Haiku Salut review – Kraftwerk meets rural folk in trio's small, quiet world

Sunday afternoon mien … Haiku Salut
Sunday afternoon mien … Haiku Salut

The bleakest time of year, gig-wise, is early January, which was where the now defunct London indie label Fortuna Pop! spotted an opportunity in 2011. Its annual Winter Sprinter offered a reliable night out to those who prefer their bands off-the-scale quirky, and its ethos is encapsulated in the penultimate night of the final festival. It opens with DIY girl band Totally, who harmonise dreamily about being ghosted on Tinder, and are followed by the incredible – in both senses – Trust Fund, a powerpop repository of all things nerdish and rattling.

It’s Peak District multi-instrumentalists Haiku Salut, though, who have drawn the audience.
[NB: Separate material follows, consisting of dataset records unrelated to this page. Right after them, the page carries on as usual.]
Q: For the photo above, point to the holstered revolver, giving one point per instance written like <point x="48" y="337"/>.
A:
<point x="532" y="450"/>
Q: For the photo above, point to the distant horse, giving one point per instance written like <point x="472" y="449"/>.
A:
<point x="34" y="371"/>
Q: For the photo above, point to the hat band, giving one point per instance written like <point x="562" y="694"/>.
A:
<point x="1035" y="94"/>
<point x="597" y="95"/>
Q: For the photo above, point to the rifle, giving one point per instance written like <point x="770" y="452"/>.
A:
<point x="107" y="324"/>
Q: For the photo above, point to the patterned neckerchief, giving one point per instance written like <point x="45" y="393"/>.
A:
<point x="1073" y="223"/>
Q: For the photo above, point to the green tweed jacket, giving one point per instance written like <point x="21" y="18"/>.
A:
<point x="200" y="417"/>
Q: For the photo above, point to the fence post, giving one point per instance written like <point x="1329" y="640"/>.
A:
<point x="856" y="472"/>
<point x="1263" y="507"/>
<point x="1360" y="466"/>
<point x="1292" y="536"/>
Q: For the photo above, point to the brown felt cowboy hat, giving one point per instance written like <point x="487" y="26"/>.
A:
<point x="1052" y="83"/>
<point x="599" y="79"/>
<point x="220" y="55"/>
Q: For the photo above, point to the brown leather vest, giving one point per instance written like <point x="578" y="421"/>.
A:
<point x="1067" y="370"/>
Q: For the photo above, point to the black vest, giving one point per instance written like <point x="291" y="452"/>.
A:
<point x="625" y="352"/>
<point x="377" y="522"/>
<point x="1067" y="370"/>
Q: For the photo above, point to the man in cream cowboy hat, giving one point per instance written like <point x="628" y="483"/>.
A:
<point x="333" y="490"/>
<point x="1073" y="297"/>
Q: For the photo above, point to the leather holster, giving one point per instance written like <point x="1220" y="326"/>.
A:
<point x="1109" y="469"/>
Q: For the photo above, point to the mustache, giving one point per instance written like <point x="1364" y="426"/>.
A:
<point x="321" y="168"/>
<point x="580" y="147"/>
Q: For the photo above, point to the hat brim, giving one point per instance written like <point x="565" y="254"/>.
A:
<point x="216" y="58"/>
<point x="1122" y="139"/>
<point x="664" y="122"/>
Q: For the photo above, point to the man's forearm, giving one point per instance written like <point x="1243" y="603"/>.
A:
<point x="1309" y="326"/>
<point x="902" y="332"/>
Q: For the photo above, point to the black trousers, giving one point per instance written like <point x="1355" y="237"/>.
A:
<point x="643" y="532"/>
Their two albums (the most recent is Etch and Etch Deep) don’t convey the half of it: onstage, the three women, who’ve dusted their faces with glitter for a midwinter-Glasto effect, work as an unspeaking, instrument-swapping unit. A trumpet, an accordion and a ukulele are impassively passed around, as if Kraftwerk had been an English demi-folk band. But there’s also plenty of what they call “laptoppery”, yielding a set that visits the margins of dubstep and rural folk. A loop of rainfall on Cold to Crack the Stones captures Haiku Salut’s Sunday afternoon mien; despite the complexity, what grabs you is the small-town introversion of it all.

Each song is a small, quiet world – although, with minimal peaks and dips, they lull rather than thrill. On the wild, Björkish gurgle of Things Were Happening and They Were Strange, however, they ratchet up the excitement impressively. Any more like that, Haiku Salut?